My daughter has Down’s Syndrome. Once you get this little girl home and you interact with her I’m sure you will see improvement in the delays. Just treat her like any other child you love and the rest will be easy. Don’t let all of the things that go along with Down’s Syndrome scare you…not all go with every child. We go through a lot of upper respiratory illnesses but we get through each one just fine. My daughter is 31 yrs old, she still lives at home with us, I love her to pieces and am thankful for her everyday.
Congratulations! My 2 bio sons (age 6 and 8) and I feel the pull to adoption (my sons brought it up independently to DH, I had not said a word to them) DH is not on board, but stated if he was open to adoption it would only be for a child with special needs (? not sure how he can feel ‘absolutely not’ about adoption but thought about it enough to know if we were to do something that he ‘absolutely will not’ do it is to be with SN?) So this post spoke to me.
Bible verse 1 John 4:18 There is no fear in love; but perfect love casts out fear, because fear involves punishment, and the one who fears is not perfected in love.
Love you sweet friend and so excited for you!!! Maggie and Lucy have taught us far more than we have taught them! I love this verse! “May the God of hope fill you with all joy and peace as you trust in him, so that you may overflow with hope by the power of the Holy Spirit.” ~ Romans 15:13
Stefanie, this blog post has brought me so much joy… not only for your family but also for your sweet Clementine. I remember her precious face on Lifeline Waiting List, I remember seeing her sweet video and loving her, praying that her forever family would find her soon. My friend sent me the link to your blog this afternoon and I began reading and reading and as I scrolled down to see “Pearl” my heart was filled with so much joy! Congratulations! She will bless your family and the Lord has great plans in store for her. I will be praying for you and your family. Thank you for sharing your story.
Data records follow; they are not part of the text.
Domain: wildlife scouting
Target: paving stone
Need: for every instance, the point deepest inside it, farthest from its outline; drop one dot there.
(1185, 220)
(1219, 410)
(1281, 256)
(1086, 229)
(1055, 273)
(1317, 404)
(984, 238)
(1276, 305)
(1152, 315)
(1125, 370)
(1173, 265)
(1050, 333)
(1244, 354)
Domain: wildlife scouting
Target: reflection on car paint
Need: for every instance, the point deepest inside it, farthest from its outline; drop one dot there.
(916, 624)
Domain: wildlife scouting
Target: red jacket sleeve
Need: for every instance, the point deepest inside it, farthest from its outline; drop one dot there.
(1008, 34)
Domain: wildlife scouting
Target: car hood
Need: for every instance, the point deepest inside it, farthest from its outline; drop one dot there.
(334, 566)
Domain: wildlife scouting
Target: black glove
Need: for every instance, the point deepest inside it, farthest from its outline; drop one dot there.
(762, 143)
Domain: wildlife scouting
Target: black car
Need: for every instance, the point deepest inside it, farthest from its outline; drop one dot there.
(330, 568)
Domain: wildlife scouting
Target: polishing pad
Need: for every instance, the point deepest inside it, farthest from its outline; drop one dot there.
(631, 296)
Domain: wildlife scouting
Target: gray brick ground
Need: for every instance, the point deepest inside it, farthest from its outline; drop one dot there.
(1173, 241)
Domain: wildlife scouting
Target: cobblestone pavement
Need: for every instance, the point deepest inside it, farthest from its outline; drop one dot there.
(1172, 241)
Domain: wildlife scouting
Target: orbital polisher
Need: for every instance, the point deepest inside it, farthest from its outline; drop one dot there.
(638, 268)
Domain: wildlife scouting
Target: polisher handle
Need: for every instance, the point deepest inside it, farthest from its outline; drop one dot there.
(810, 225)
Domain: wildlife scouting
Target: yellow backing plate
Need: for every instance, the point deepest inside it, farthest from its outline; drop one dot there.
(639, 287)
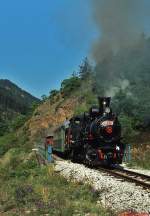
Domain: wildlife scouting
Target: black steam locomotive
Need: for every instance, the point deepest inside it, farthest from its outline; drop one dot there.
(93, 138)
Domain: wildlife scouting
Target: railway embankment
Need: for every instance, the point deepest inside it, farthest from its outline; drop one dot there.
(112, 192)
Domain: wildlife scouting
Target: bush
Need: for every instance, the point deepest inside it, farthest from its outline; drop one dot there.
(69, 85)
(18, 122)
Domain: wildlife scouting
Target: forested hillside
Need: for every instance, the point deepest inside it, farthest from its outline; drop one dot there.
(14, 102)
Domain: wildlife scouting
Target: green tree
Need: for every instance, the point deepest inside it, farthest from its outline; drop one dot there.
(69, 85)
(85, 69)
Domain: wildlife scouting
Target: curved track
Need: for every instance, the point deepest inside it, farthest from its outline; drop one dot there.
(123, 174)
(131, 176)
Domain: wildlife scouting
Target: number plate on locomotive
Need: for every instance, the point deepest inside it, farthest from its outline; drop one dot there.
(107, 123)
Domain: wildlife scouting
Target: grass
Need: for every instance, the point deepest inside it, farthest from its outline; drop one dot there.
(29, 189)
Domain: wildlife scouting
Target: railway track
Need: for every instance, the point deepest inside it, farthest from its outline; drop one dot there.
(123, 174)
(131, 176)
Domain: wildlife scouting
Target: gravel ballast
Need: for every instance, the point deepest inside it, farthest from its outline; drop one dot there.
(113, 193)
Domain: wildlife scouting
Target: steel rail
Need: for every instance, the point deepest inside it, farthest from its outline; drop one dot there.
(131, 176)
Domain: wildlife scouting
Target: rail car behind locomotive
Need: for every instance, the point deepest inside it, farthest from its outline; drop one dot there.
(93, 138)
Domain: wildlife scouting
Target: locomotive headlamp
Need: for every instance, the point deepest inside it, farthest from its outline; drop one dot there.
(107, 110)
(109, 130)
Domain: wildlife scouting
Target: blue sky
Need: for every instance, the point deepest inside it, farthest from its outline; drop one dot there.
(43, 42)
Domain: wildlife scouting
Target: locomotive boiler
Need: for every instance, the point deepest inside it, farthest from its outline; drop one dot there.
(93, 138)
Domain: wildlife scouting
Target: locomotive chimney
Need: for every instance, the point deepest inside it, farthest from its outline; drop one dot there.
(103, 103)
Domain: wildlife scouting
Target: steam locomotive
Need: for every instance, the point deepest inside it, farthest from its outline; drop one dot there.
(93, 138)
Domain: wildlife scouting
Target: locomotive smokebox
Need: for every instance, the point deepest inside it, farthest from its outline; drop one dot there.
(103, 103)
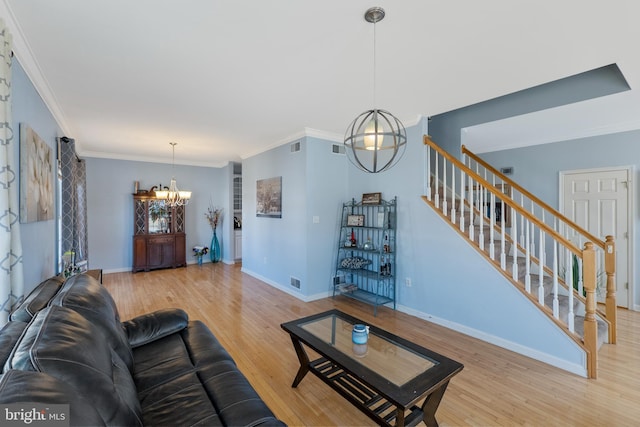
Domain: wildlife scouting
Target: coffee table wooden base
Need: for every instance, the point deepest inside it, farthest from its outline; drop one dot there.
(363, 396)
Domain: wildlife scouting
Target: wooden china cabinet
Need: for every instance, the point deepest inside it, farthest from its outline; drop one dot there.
(159, 240)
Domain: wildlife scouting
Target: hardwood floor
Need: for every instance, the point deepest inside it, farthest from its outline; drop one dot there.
(496, 387)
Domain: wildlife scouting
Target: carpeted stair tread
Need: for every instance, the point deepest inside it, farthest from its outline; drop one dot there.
(563, 300)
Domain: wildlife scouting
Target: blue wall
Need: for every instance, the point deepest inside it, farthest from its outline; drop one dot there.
(538, 168)
(314, 183)
(445, 128)
(38, 238)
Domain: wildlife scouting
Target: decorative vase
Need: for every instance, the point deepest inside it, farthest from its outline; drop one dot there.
(215, 248)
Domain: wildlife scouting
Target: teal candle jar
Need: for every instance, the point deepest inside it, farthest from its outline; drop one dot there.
(360, 334)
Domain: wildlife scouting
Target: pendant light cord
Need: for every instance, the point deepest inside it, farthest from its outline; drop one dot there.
(374, 67)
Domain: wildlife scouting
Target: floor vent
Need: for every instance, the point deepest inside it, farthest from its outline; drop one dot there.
(295, 282)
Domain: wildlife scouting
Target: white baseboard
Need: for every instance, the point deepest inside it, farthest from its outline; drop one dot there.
(578, 369)
(286, 289)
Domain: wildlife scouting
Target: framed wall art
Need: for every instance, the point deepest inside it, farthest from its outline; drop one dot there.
(355, 220)
(269, 197)
(371, 198)
(36, 177)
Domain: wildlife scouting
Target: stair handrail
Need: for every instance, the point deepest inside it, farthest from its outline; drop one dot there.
(607, 245)
(585, 253)
(556, 213)
(507, 200)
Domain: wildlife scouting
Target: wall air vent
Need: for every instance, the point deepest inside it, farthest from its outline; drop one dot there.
(295, 282)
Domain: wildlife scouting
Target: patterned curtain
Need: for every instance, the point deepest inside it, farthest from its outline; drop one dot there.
(11, 279)
(74, 205)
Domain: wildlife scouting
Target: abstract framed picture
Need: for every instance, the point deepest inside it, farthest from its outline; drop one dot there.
(269, 197)
(36, 177)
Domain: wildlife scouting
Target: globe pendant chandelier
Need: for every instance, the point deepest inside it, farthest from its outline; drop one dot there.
(376, 139)
(174, 197)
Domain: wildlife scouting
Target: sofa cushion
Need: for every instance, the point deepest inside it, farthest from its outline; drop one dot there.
(9, 336)
(149, 327)
(85, 295)
(37, 299)
(62, 343)
(192, 370)
(41, 389)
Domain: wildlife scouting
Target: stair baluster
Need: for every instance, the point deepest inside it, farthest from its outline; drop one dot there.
(481, 188)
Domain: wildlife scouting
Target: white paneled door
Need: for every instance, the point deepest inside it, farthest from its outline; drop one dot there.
(599, 200)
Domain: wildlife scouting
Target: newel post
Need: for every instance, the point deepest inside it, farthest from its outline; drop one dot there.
(610, 269)
(590, 324)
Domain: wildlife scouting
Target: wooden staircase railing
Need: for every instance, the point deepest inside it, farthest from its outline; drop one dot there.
(552, 257)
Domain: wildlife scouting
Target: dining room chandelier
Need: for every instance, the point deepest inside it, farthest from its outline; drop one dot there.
(174, 197)
(376, 139)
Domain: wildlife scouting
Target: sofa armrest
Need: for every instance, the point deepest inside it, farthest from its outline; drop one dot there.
(150, 327)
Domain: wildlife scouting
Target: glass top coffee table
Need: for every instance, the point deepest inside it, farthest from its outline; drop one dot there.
(386, 378)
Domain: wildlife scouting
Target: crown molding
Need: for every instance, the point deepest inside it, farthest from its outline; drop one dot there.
(147, 159)
(23, 53)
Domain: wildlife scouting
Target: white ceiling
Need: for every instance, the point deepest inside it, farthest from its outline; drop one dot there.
(227, 79)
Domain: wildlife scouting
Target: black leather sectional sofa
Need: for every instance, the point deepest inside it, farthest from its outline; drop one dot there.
(66, 345)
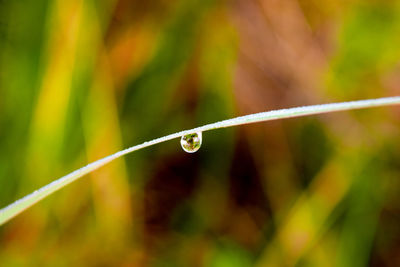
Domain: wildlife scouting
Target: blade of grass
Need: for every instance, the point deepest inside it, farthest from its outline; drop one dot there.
(22, 204)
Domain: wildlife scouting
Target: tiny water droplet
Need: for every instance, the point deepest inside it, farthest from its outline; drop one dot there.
(191, 142)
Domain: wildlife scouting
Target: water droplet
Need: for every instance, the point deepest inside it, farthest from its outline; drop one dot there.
(191, 142)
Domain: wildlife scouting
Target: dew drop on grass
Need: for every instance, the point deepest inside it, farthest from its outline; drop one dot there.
(191, 142)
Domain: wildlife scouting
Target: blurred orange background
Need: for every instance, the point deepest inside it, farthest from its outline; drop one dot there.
(82, 79)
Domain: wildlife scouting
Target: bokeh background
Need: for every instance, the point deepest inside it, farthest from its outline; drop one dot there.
(81, 79)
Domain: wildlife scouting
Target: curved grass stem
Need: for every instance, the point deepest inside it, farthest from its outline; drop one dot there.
(22, 204)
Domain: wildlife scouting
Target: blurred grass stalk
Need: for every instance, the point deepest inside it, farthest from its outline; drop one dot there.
(17, 207)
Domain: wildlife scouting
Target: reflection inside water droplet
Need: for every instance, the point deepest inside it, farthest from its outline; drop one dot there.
(191, 142)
What a precious child and an awesome testimony!!!!! When I read that you were asking for any scriptures the Holh Spirit brings to kind, the word, “Masterpiece” immediately flashed across my mind as I was looking that this sweet girls’s picture. So, I will leave you with one of my favorites!
Ephesians 2:10 For we are God’s masterpiece , created in Christ Jesus to do good works, which God prepared in advance for us to do.
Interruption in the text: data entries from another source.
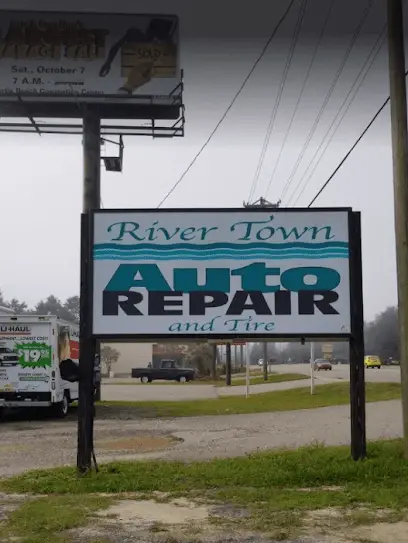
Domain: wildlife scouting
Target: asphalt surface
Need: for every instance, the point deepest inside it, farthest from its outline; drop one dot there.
(178, 392)
(45, 443)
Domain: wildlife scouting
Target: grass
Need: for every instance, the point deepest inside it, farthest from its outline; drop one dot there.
(282, 400)
(280, 490)
(43, 520)
(310, 477)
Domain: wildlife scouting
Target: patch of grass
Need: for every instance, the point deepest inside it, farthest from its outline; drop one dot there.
(306, 478)
(282, 400)
(44, 520)
(272, 378)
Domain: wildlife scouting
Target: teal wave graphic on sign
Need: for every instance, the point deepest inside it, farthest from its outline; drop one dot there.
(222, 251)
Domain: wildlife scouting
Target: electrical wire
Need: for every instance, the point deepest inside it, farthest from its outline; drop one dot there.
(327, 98)
(354, 89)
(364, 132)
(305, 81)
(241, 88)
(278, 99)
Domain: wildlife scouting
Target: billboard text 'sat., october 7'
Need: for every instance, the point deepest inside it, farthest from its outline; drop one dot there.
(221, 272)
(71, 54)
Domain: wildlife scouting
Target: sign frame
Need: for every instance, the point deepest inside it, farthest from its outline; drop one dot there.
(52, 106)
(355, 279)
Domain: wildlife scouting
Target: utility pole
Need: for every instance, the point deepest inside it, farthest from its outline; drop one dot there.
(263, 203)
(398, 102)
(312, 359)
(88, 348)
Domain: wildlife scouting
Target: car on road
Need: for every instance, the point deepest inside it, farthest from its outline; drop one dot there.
(371, 361)
(168, 370)
(322, 364)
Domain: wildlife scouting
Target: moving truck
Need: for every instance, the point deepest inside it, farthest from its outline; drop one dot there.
(31, 350)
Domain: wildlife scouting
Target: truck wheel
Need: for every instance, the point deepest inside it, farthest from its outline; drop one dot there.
(61, 408)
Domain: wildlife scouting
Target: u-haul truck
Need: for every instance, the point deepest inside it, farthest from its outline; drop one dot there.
(31, 350)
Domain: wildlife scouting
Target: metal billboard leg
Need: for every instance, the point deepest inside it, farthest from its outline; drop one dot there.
(357, 380)
(88, 346)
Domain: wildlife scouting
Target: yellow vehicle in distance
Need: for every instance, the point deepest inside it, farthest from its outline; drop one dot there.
(372, 362)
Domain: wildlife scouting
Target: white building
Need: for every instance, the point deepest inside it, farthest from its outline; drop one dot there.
(132, 355)
(6, 310)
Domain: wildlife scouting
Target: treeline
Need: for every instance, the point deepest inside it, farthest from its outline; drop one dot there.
(381, 339)
(67, 310)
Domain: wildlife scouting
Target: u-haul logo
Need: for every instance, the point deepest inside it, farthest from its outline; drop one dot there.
(15, 330)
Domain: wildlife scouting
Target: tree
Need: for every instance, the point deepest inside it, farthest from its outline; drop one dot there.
(382, 335)
(69, 310)
(71, 305)
(109, 357)
(18, 307)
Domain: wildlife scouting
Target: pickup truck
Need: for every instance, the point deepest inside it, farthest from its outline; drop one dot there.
(168, 371)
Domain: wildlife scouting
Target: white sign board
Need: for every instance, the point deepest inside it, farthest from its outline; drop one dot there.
(240, 273)
(70, 54)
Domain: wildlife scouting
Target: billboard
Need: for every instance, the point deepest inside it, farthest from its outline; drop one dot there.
(86, 55)
(226, 273)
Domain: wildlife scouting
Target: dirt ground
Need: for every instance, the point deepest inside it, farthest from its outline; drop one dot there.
(160, 520)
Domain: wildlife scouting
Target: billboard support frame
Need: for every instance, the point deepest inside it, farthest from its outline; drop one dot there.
(86, 354)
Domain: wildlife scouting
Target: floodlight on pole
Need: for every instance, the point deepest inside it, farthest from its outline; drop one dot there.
(114, 163)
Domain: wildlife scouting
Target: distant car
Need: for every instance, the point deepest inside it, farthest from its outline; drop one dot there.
(168, 370)
(372, 362)
(322, 364)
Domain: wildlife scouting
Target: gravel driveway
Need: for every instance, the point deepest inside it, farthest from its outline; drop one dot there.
(45, 443)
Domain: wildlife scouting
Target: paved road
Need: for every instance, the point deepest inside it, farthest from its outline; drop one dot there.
(177, 392)
(42, 444)
(387, 374)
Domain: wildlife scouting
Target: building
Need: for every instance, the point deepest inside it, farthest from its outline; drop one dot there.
(131, 355)
(6, 310)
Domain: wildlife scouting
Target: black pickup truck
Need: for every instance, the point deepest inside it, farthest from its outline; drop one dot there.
(168, 371)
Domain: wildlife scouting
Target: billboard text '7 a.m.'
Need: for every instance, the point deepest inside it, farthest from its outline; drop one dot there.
(84, 54)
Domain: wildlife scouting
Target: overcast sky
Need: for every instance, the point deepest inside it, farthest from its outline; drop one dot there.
(41, 177)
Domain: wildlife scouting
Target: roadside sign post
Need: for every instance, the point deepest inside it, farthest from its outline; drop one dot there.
(99, 74)
(265, 360)
(356, 342)
(312, 359)
(287, 274)
(228, 368)
(247, 374)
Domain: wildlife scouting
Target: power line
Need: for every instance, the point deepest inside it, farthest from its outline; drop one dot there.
(278, 99)
(327, 98)
(301, 93)
(352, 148)
(282, 19)
(380, 40)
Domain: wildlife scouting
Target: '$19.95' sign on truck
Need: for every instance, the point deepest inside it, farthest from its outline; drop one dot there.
(34, 355)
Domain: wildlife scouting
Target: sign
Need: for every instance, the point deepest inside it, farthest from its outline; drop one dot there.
(227, 273)
(48, 54)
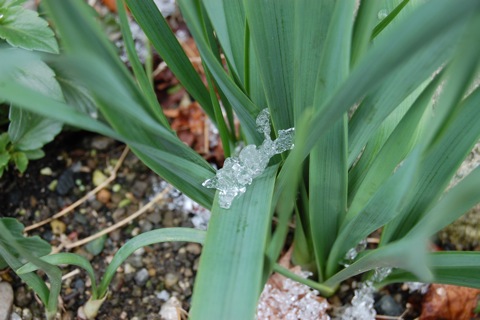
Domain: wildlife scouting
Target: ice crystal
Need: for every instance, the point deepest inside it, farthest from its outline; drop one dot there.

Clementine Joy is His masterpiece!!!!!!
Blessings to you all!
Praying!
Praying for your sweet Clementine Joy!!! I hope things move along as speedily as possible so you can go love on her and bring her home!! xoxoxoxo
Wow! What an amazing journey! I love the way God reminds us that it’s not about us. It’s all for HIM! We are praying about adopting DS from China also. We have 7 children, 4 from China, 2 of them are special needs. Most people would say we are crazy, esp. since our recent child was deaf but now has cochlear implants. A few years ago I felt the Lord tugging at my heart about DS. I was standing on the sidelines watching a parade when I noticed a little girl with DS in the parade wearing a girl scout uniform. She was waving to everyone but looked a little sad because no one was waving back at her. (The kids were busy filling their bags with candy from the parade). So, I decided I would reach out and wave back at her. Our eyes made contact and she got the biggest smile on her face I’ve ever seen. It brought tears to my eyes and I felt a warmth in my heart for this child. My mother noticed that we were waving to each other and asked if I knew her. I held back the tears and choked out that I did not, but I could see she wanted someone to wave to her. I knew this moment was not coincindence, it never is when the Lord is leading. Many times I worry about what everyone will say and think as we prayabout adopting a child with DS, but the Lord always reminds me that it’s not about me and to follow him. This earth is not our home. We will definitely be praying for you and are excited to follow your journey to bring sweet Clementine home.